Bajarin is a principal at Creative Strategies Inc., a technology industry analysis and market-intelligence firm in Silicon Valley. He contributes to the Big Picture opinion column that appears here every week.

1 comments
ZainiChia
ZainiChia

I agree very much that very careful timing, and understanding of the market, is very very important for companies. But I think I see it a bit differently.

The iPhone as a truly new and revolutionary concept, came in 2007; when the current 'concepts' of cellphones could not be improved any further. Since then, everything has been pretty evolutionary; pushing the original concept to its limits, while trying to get as many people to get on board with the technology as possible. Same goes for the iPad.

That's how I think these cycles of innovation works. What Apple has done (almost like clockwork) is to come up with a revolutionary concept/idea, which engages a critical mass of buyers/supporters; and then from then on, keep pushing that original concept to its limits, and get as many people on board as possible. The critical mass, I think, is the most important part of the cycle. New ideas/products need that first start in order to be successful; yet that alone, if not followed by unrelenting pushing of the technology forward, will not be enough. Both is needed to attain success.

There are many companies who have failed to do/understand this, and that's the problem I feel.

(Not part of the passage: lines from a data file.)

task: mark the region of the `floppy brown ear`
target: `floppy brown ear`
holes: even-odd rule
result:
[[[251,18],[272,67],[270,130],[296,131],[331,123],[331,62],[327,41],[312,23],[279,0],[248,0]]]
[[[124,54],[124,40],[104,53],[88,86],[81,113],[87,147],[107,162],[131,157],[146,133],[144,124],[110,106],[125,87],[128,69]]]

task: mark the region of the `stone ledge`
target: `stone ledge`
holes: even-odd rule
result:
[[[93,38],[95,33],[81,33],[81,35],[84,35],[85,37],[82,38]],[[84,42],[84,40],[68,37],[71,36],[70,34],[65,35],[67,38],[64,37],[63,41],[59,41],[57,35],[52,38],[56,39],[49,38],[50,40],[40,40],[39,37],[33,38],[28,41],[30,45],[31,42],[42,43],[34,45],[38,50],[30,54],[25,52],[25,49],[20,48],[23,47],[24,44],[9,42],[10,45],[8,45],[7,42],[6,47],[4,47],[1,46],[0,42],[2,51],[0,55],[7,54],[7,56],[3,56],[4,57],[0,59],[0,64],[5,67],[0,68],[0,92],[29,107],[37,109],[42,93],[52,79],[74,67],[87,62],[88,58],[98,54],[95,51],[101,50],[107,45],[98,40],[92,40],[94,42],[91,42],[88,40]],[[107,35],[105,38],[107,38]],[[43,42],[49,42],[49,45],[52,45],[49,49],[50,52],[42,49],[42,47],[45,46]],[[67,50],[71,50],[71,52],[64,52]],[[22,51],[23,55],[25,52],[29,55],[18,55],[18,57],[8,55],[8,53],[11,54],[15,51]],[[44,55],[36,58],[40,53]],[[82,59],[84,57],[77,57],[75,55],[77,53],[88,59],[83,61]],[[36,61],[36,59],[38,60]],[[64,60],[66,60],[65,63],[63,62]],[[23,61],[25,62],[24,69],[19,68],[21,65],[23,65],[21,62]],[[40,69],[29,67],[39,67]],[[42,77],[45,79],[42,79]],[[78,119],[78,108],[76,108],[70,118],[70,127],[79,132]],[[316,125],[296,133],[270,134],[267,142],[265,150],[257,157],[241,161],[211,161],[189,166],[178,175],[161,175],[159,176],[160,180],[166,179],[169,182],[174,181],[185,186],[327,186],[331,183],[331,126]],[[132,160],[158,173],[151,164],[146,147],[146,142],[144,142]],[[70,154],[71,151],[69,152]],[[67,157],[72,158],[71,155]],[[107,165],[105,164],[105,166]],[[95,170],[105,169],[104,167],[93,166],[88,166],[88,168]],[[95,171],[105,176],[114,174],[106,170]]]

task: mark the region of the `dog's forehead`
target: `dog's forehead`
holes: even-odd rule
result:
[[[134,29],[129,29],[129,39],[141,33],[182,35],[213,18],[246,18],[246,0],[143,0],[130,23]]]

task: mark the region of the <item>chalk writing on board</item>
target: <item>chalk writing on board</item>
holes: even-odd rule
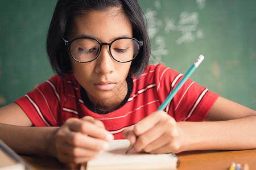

When things have plateaued, they don't try and look for new grounds to break (eg, microsoft; they could have been the first movers for mobile tech, but were too happy with their PC monopoly).

And when the time comes to buckle down and focus on the little, evolutionary details, they try to come up with big changes instead. Case in point: instead of trying to make a good Windows 8 tablet, everyone is trying to come up with hybrids instead. As of right now, there is still no good windows standalone TABLET; one that competes directly with the iPad.